Da kann es eigentlich nur einen geben – und der darf am heutigen 8. Mai seinen 75. Geburtstag begehen. Eine weltweite Fan-Schar feiert vermutlich mit ihm, kramt alte Schallplatten heraus, durchsucht das CD-Regal, schmökert in der großartigen Biografie von Wolfgang Sandner*, schaut sich das wunderbare Filmporträt »The Art of Improvisation« des Leipziger Labels EuroArts an oder trottet durch diverse Angebote im weltweiten Netz. Man muss nicht hellsehen können, wenn man voraussagt, das »Köln Concert« wird in den kommenden 24 Stunden mal wieder besonders häufig aufgelegt werden.
Ja, es geht um Keith Jarrett, der just am Tag der Befreiung der Welt vom deutschen Faschismus in Pennsylvania, U.S.A., geboren wurde und – als gäbe es da einen Zusammenhang – ein Leben lang die Freiheit in der Musik zelebriert hat. Wenn einer mit drei Jahren schon am Klavier sitzt, mit sieben sein erstes Konzert gibt und mit zwölf die erste Tournee antritt, darf wohl durchaus das Wort vom Wunderkind gebraucht werden. Inzwischen gilt er als Altmeister und wirkt, trotz mehrerer Krisen, noch immer wunderbar jung.

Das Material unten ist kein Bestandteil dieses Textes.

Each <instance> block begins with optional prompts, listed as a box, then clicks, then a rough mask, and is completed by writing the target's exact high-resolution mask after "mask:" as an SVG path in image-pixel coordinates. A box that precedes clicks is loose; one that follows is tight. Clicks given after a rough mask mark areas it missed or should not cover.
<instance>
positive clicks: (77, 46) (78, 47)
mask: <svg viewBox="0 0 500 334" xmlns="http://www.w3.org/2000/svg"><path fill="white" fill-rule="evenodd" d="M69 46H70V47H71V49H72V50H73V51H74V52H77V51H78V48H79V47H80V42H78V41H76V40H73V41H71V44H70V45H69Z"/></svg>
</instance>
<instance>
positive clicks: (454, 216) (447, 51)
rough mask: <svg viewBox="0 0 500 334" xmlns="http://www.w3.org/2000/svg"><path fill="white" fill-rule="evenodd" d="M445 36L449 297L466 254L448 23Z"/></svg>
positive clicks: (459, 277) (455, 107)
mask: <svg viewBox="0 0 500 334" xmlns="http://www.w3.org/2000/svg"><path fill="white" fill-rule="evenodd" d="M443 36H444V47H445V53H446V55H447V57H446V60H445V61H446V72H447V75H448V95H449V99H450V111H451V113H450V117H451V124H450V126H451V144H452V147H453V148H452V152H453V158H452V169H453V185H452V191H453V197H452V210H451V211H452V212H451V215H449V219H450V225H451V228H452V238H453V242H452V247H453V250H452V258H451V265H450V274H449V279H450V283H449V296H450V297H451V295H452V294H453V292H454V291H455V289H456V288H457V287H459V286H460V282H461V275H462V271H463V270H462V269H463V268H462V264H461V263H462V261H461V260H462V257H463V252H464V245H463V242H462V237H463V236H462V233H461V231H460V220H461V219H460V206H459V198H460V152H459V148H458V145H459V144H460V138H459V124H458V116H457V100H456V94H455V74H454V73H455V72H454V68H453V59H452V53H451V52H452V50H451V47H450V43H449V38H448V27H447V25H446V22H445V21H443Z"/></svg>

Unter der weltweiten Anhängerschaft dieses Künstlers dürfte es Menschen geben, die vor allem den überbordenden Improvisator schätzen, andere bewundern das virtuose Genie, manche den exzellenten Solisten, wieder andere den ansteckenden Kollektivgeist des Pianisten. Schließlich hat der mit Größen wie Art Blakey und Charles Lloyd, Carlie Haden und Paul Motian, Gary Peacock und Jack DeJohnette zusammengespielt, mit Miles Davis, Jan Gabarek, Herbie Hancock und vielen anderen sonst. Es gibt aber auch eine Anhängerschaft des Klassikinterpreten Keith Jarrett, denn der widmet sich neben dem Jazz auch dem Barock und der Moderne. Aufnahmen von Bach und Händel über Mozart bis hin zu Bartók und Schostakowitsch (!) sind exzellente Zeugnisse dieser fast grenzenlosen Vielseitigkeit.
Und beim Anhören der Musik dieses innig verspielten Tastenzauberers mögen Erinnerungen aufkommen an dieses oder jenes Konzert mit Keith Jarrett, sei es »La Scala« oder »La Fenice«, sei es »Hamburg ’72«, »Tokyo ‘96« oder »Munich 2016«. Erinnerungen vielleicht auch an dieses oder jenes Album, an diverse Erlebnisse mit Jarretts Musik sowie, ganz besonders, an die schönste Tochter der Welt.
Vielleicht kommt der nun 75jährige Meister ja doch irgendwann einmal nach Dresden?